After getting dressed I slip down the stairs silently, boots in hand. I exit out the door that connects to the garage, afraid that if I use the front door Helen will be able to see me from her bedroom.
Helen had a ramp installed leading from the garage to the house so that she doesn't have to climb stairs when she has groceries to bring inside. The ramp is also very helpful for sneaking out.
I snake my way around the van, past the fridge, and out through the side door. I pull my boots on my feet before they have a chance to reach the dewy grass, and suddenly remember I forgot a jacket.
I shiver, but the cold isn't biting like it is during the winter. The wind does whips my crazy brown tangles around, and I absentmindedly smooth them down.
Thinking better of going back into the house, I jog to the barn to get my blood moving. I'll probably warm up while I'm working with Captain anyway.
I slow down when I reach the door. I bump around outside for a minute so that I don't startle the horses. They've never been afraid of loud noises, but now is not the time to take chances.
When I slide open the door all of the horses look up, surprised. Willow is closest to the door, so she sends out a whinny, a whinny that kind of reassures the other horses.
"It's okay guys, it's just the nice girl who feeds us!"
I hurry to the feed room. I can't waste too much time feeding them, or else Helen will wake up and notice I'm gone.
I scoop their food into the buckets and cover the bins back up. Helen has me put old feed bags on top of the bins to keep the mice out, but despite what she thinks, it doesn't help.
I give Willow her food first. Then Fawn, and then Cap. When Cap has finished I lead him out of his stall and clip him into the cross ties. I brush Cap and then lead him to the round pen. When I come back to ge the lunge line I notice that Fawn and Willow look a little anxious.
I lead Fawn and Willow to the narrow strip of grass in front of the round pen. I use the area to practice showmanship because it's so flat and straight. I can keep an eye on the two if they're in there and them eating down the grass will save me a lot of time.
I lunge Captain to get hisblood moving. He's never been a huge fan of lunging so he kicks out a few times. "Cap, I get that going around in a circle 15 times just for the sake of warming up isn't fun, but you're gonna need to handle it."

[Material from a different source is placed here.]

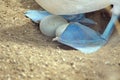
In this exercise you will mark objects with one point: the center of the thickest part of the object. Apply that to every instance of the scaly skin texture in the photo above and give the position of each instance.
(68, 7)
(116, 6)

After he nearly steps on the lunge line and pulls his head off I decide to stop. There's no need for an emergency vet visit today.
I am just clipping the lead rope on so that I can start practicing showmanship, what I actually pulled my lazy self out of bed for, when I see Helen starting to make her way down the gravel path leading to the barn.
My first instinct is to run, Helen is terrifying when she's mad. Unfortunatley there is no where to go, so I continue to clip the lead rope on Cap and trot around the ring. I then proceed to fall. Right on my face. In front of Helen.
She is completely shocked, but not as shocked as she is when a car starts to roll up the drive. A man gets out of the car. I don't know anything about cars, but it looks quite fancy.
And then I hear "Excuse me, what are you doing with my horse?"